Chapter 6 series Flashcards
Definition 6.11:
Partial sums
SUMMABLE
Given a sequence (a_n) of real numbers we consider the associated sequence (s_n) if partial sums
Where
s_n = a₁ + a₂ + … + a_n
We say that the sequence (a_n) is SUMMABLE if the sequence (s_n) of partial sums converges.
Writing the infinite series from n=1 as the limit of s_n as n tends to infinity
Limit as s_n tends to infinity = a₁ + a₂ + …
Geometric series
Sum from n=0 to infinity of a•r^n which converges for mod r less than 1.
BEGINS AT N=0 rather than n=1
Converges to a/ (1-r) WHEN STARTS AT n=0!!!
Because…
Partial sums are
s_n = a(1-r^n)/ (1-r)
Taking its limit
Proposition 6.1.3
“(The divergence test)”
Suppose the series
Sum from n=1 to Infinity
Of a_n
Converges
Then a_n tends to 0 as n tends to infinity.
Converse not true: the harmonic series doesn’t converge but 1/n does tend to 0
Example: show that the series
Sum from n=1 to infinity
Of
n/ (n+2)
Doesn’t converge
The limit as n tends to infinity of
n/(n+2) =
Limit as n tends to infinity of 1/(1+ 2/n) =1 not equal to 0. Hence by proposition 6.1.3 the series doesn’t converge.
Definition 6.1.5 absolute convergence
A series Sum from n=1 to infinity Of a_n converges absolutely when the series Sum from n =1 to infinity of |a_n| converges
Proposition 6.1.5
Absolute convergence implies
any series that converges absolutely
also converges
Proof: given that converges absolutely we use Cauchy and show there exists n and m for this property. Hence showing that |s_n -s_m| also less than epsilon for showing convergence of non absolute series
Thus (s_n) us Cauchy and hence convergent.
Types of convergence tests
Comparison test
Ratio test
Root test
“Divergence test”
Theorem 6.2.1 comparison test
Let (a_n) and (b_n) be sequences of real numbers where a_n bigger it equal to 0 and b_n bigger or equal to 0.

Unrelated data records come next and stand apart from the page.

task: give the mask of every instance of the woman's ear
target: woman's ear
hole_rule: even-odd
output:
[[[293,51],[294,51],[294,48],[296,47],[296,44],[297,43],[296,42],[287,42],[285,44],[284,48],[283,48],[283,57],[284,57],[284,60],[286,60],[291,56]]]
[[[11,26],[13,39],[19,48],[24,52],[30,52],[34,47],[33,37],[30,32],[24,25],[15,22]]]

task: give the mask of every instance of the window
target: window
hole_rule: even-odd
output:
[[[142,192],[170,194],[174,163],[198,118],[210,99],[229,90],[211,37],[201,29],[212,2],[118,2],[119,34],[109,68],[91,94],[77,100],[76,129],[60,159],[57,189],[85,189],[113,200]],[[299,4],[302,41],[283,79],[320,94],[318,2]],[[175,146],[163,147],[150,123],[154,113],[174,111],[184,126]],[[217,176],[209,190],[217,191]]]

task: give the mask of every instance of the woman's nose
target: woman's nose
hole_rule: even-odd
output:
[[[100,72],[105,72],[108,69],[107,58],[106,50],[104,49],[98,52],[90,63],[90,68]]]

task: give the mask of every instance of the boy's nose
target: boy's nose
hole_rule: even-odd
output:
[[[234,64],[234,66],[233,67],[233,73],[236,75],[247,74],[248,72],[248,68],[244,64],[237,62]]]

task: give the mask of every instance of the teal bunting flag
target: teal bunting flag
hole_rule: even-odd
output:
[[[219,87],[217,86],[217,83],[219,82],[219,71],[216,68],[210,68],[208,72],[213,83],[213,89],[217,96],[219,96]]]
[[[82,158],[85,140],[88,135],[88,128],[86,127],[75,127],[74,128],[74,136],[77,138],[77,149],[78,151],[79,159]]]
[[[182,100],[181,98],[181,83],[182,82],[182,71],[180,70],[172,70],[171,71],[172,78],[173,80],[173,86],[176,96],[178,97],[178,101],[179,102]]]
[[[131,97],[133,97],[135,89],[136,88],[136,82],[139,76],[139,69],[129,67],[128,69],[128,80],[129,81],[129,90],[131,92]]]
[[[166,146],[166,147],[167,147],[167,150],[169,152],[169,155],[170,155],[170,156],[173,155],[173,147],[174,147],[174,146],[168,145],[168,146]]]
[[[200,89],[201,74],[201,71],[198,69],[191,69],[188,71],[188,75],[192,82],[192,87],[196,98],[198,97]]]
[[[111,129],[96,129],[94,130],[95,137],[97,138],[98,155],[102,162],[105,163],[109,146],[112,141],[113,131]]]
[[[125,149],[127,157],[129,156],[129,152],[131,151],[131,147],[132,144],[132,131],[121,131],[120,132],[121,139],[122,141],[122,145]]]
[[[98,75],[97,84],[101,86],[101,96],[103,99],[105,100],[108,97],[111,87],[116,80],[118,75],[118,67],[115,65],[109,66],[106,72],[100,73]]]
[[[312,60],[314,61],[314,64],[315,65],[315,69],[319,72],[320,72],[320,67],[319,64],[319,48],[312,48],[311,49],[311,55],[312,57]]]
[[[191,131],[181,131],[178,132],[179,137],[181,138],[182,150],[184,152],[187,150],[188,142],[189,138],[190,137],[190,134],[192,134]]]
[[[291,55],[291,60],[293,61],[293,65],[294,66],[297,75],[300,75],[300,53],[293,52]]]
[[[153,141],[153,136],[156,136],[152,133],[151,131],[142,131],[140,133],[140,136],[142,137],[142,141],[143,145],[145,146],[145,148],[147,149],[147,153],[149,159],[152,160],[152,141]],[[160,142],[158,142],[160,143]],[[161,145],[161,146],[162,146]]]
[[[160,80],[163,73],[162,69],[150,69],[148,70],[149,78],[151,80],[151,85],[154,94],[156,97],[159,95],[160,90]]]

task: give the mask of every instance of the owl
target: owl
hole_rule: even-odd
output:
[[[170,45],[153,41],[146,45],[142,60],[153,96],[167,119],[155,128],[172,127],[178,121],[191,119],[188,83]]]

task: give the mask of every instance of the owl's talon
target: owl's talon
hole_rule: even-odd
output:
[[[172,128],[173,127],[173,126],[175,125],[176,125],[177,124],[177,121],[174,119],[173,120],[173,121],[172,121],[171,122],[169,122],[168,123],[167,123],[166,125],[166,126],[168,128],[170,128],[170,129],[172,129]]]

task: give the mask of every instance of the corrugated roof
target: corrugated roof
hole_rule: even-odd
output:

Suppose that (b_n) is summable and a_n is less than or equal to b_n for all sufficiently large n. Then (a_n) is summable.
Theorem 6.2.4 ratio test
Consider a series of non zero terms:
Sum from n=1 to infinity of a_n
And suppose that
Limit as n tends to infinity of | (a_n +1)/(a_n)| =r
If r is less than 1 series CONVERGES ABSOLUTELY
if r is bigger than 1 the series does not converge.
r=1 tells us nothing.
Theorem 6.2.6 root test
Let the sum of n=1 to infinity
Of a_n be a series
and set c = limit as n tends to infinity
Of
Sup{ |a_n|^(1/n), |a_{n+1}|^{1/(n+1)}, |a_{n+2}|^(1/(n+2)),…}
If c is less than 1 then the series CONVERGES ABSOLUTELY
If c is bigger than 1 then the series does not converge.
Example show that the series converges
Sum from n=1 to infinity of n3^ {-n}
Observe that for all n in the naturals n is less than or equal to 2^n.
Hence n3^-n is less than or equal to
(2/3)^n
and the series
Sum from n=1 to infinity of (2/3)^n is a geometric series with common ratio less than 1 hence converges and by the comparison og series converges
Example 6.2.5 let x be in R.
Investigate convergence of the series
Sum from n=1 to infinity of x^n / n
Using the ratio test
Let a_n = x^n /n. Then
a_{n+1} / a_n
= [(x^ {n+1}) / (n+1)] /[ x^n /n]
= nx / (n+1) = (x)/( 1 + 1/n)
So the limit as n tends to infinity of
| a_n+1 / a_n| = |x|
Thus by the ratio test our series CONVERGES ABSOLUTELY if |x|<1 and doesn’t converge if bigger than 1.
Tells us nothing at 1 or -1: converges but not absolutely at -1 and doesn’t at 1
For any bounded sequence of numbers the sequence of the supremum of these …
For any bounded sequence of numbers (b_n) where b_n is bigger than or equal to 0.
The sequence (c_n) where
c_n = sup { b_n, b_n+1, b_n+2,…}
Is BOUNDED and monotone decreasing, so sequence c_n converges.
If (b_n)wasn’t bounded then limit of c_n Is infinity??